The message of forgiveness and reconciliation is woven beautifully throughout Avatar, and acting on anger is never perceived as the correct response. Hatred against others in the Bible is seen as a poison and wicked (Ephesians 4:21), and to forgive others is Christ-like because of how God forgives us of our own sins. Much of the world in Avatar is conquered by the Fire Nation, and many victims and survivors consider anyone from the Fire Nation as an enemy that is to be avoided at best, and otherwise attacked. Aang and his companions gradually learn that the best antidote for finally ending the war isn’t just to defeat the Fire Lord, ruler of the nation, but to extend an olive branch and a chance of redemption for all who would accept it, thus finally ending the cycle of hate and creating a cycle of love.

Loving Your Enemy

Listen, guys, those kids at school are the future of the Fire Nation. If we wanna change this place for the better, we need to show them a little taste of freedom.

Aang, “The Headband

In Book 3 of the series, the final showdown between the Avatar and the Fire Lord is closer than ever. Aang and the gang find themselves in the Fire Nation and their adventures lead them to interact with the citizens there. What the gang (and audience) finds is that the people of the Fire Nation are not unlike anyone else. They are ignorant of the harm their leaders have done to the world, but hold little to no power to change it or their own circumstances. They are regular people, living their own lives, trying to make a living day in and day out.

In “The Headband” Aang is mistaken for a truant student in the Fire Nation and is placed in a classroom during a lesson. He tries to blend in and learn more about his classmates during his day there. He learns that they are just like the children in the other nations, and knows that it’s his duty as the Avatar to bring balance back to all of the nations – including those in the Fire Nation. In an effort to help them experience a little bit of the freedom that the school system bans, he holds a dance party in the cave he and his friends had been hiding in. He teaches his new friends how to dance and to just be kids, and they all soon let loose.

They help other members of the Fire Nation in their travels, bettering their circumstances in a nation that takes advantage of their resources but not of their people. Team Avatar continues to learn and grow from one another, and from those on their travels. By the series’ finale, the team is strong both in their physical prowess, and in their trust in one another as well as their mission to save the world. When we see others in the world as brothers and sisters, created in the image of God, instead of enemies to be avoided, we might be surprised by how much good we can do and share with others, and create healing in this fallen world.

Sometimes life is like this dark tunnel. You can’t always see the light at the end of the tunnel, but if you just keep moving… you will come to a better place.

Uncle Iroh, to Aang (“The Crossroads of Destiny“)

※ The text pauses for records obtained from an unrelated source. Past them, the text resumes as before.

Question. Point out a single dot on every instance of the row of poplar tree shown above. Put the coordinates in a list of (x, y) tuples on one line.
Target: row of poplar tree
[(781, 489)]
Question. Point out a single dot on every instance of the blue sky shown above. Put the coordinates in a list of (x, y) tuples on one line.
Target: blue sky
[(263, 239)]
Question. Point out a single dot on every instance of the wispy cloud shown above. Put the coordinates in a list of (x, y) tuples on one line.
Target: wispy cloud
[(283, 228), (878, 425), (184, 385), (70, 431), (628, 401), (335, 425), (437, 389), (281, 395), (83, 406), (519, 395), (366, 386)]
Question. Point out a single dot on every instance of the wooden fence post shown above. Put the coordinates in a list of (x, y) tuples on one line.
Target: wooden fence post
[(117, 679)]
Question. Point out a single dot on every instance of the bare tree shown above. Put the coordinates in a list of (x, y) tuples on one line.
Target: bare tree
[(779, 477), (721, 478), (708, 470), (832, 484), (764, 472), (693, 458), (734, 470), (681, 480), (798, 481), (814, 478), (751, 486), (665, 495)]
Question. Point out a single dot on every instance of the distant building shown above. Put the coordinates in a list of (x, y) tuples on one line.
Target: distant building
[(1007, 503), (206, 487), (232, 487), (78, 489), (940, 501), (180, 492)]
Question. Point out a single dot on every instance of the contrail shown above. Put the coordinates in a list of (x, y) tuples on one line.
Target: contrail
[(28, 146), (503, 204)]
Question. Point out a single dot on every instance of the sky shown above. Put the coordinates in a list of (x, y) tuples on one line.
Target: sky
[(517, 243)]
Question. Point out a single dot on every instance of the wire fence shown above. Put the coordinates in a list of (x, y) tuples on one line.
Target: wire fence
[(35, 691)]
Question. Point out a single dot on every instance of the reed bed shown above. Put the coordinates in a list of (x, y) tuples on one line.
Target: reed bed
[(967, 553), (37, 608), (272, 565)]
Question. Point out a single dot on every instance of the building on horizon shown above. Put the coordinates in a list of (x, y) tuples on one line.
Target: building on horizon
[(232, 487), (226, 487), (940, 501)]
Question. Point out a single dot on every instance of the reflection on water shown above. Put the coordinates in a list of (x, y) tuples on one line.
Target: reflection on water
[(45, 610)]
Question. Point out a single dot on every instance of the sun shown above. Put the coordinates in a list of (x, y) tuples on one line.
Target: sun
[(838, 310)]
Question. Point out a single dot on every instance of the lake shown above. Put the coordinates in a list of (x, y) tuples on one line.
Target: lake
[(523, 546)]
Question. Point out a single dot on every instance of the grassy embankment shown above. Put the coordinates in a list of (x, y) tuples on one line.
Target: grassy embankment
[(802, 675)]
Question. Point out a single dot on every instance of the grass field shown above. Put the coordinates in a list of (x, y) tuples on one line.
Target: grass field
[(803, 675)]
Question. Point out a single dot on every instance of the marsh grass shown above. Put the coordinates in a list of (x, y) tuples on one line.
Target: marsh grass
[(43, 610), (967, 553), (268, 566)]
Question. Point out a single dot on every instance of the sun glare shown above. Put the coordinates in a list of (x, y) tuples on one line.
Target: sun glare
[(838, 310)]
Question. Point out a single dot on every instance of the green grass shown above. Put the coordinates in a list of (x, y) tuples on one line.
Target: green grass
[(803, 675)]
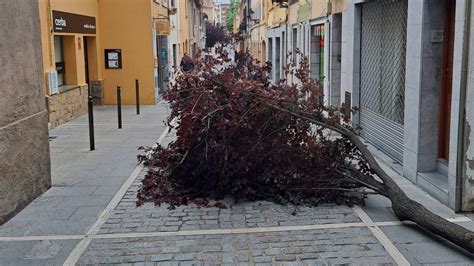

I hope you all enjoyed this article focusing on Avatar: The Last Airbender. Honestly, there’s so much in the series to explore and digest that I could go on and on with exploring its different themes. If you haven’t already, do check out this wonderful series. And if you’ve already watched it like I have…watch it again! I find it remarkable that I find something new to enjoy each time I watch it. The characters are wonderfully written and fun to watch bounce off of each other, the world is imaginative and boundless, and the story is seamless and tightly woven. I hope that we all will continue to enjoy this marvelous story for many more generations to come.